Alasan pertama terkait hal itu, kata dia, dirinya melihat agak mencemaskan bagaimana sebuah kekuatan di kamar kekuasaan legislatif itu tidak tampak fungsinya. Ini karena, ungkap dia, adanya stir oleh sekelompok orang di belakang yang kita juga tidak tahu dia siapa tetapi yang jelas hubungan antara eksekutif dengan legislator itu tidak sehat dan tentu itu akan menginvasi judikatif. 

"Karena itu lah kemudian reformasi politik harus dilaksanakan," kata Fahri dalam webinar bertajuk ' Reformasi Sistem Politik, Mengapa Fraksi di DPR Sebaiknya Dihapus', Rabu (12/1).

Mantan wakil ketua DPR itu mengatakan, usulan dihapuskan fraksi DPR merupakan jalan pintas untuk mengakhiri adanya kontrol yang  begitu kuat partai politik terhadap pejabat publik yang menjadi pilihan rakyat. Alih-alih disebut wakil rakyat, namun pada dasarnya mereka adalah wakil dari partai politik. 

"Artinya, sehari-hari mereka lebih nampak sebagai wakil partai politik. karena itu lah reformasi dilakukan," ujarnya. 

Fahri menjelaskan, kekeliruan tersebut berangkat dari kekeliruan paradigmatik memandang peran partai politk dalam fraksi. Dirinya mencontohkan, peran parpol di negara yang menganut sistem totaliter adalah sebagai negara itu sendiri. 

Dikatakan Fahri, partai adalah negara itu sendiri sehingga tidak ada jarak antara yang dipilih dengan yang memilih. Namun dalam sistem demokrasi itu,partai politik hanyalah perantara bagi pemilihan. Parpol lebih banyak adalah menjalankan fungsi rekrutmen. 

"Di dalam tradisi demokrasi kita, parpol adalah penyelenggara rekrutmen. Makanya setelah kita dipilih anggota DPR disebutnya wakil rakyat karena dia bekerja untuk rakyat, bukan wakil parpol," ujarnya. 
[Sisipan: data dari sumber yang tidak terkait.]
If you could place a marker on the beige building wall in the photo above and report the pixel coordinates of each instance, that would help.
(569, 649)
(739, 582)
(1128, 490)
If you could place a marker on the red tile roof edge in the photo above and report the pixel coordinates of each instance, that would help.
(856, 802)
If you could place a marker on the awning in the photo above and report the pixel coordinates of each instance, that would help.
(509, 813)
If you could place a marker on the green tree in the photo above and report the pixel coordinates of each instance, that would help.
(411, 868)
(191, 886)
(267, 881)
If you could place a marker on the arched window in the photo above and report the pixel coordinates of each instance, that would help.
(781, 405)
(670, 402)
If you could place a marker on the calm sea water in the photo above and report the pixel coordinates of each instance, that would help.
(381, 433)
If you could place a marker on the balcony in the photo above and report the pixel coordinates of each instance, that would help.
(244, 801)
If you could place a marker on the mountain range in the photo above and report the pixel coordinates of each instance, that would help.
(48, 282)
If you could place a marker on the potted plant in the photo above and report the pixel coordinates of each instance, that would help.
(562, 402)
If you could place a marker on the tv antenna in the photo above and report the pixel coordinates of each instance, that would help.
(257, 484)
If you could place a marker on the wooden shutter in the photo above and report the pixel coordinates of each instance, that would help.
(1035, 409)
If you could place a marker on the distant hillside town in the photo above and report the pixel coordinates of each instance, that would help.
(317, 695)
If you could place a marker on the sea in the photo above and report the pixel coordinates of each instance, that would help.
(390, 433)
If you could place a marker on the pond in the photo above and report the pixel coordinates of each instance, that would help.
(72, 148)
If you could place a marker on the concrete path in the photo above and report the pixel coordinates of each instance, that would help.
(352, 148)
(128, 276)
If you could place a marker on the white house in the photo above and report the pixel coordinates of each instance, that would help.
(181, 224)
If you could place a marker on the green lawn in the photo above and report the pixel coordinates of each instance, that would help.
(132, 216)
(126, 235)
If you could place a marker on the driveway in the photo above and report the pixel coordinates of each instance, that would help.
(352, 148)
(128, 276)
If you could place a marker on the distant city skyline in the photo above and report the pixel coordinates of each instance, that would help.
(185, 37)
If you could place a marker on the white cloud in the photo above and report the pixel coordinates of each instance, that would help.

"Kalau dikembangkan terminologi petugas partai, tegak lurus dan sebagainya, ini yang repot ini. Karena ini berpotensi mendistorsi kehendak rakyat menjadi kehendak parpol. Ini yang mesti kita lawan ke depan," ucap dia lagi.

Dia menuturkan, ke depan keinginan masyarakat terhadap sistem distrik, tidak bisa ditolak. Sebab, orang tidak ingin ada jarak antara mereka dengan yang dipilih. Sementara ada parpol yang kecenderungannya sekarang proporsional tertutup. 

 

Mereka ingin agar siapapun yang dipilih adalah keputusan partai supaya mereka bisa mengintervensi kehendak partai pada individu yang terpilih. "Sekali lagi, jangan. Orang itu ketika sudah dipillih rakyat menjadi milik rakyat. tidak boleh menjadi milik partai politik. kita sebagai orang partai politik harus sadar itu," tegasnya.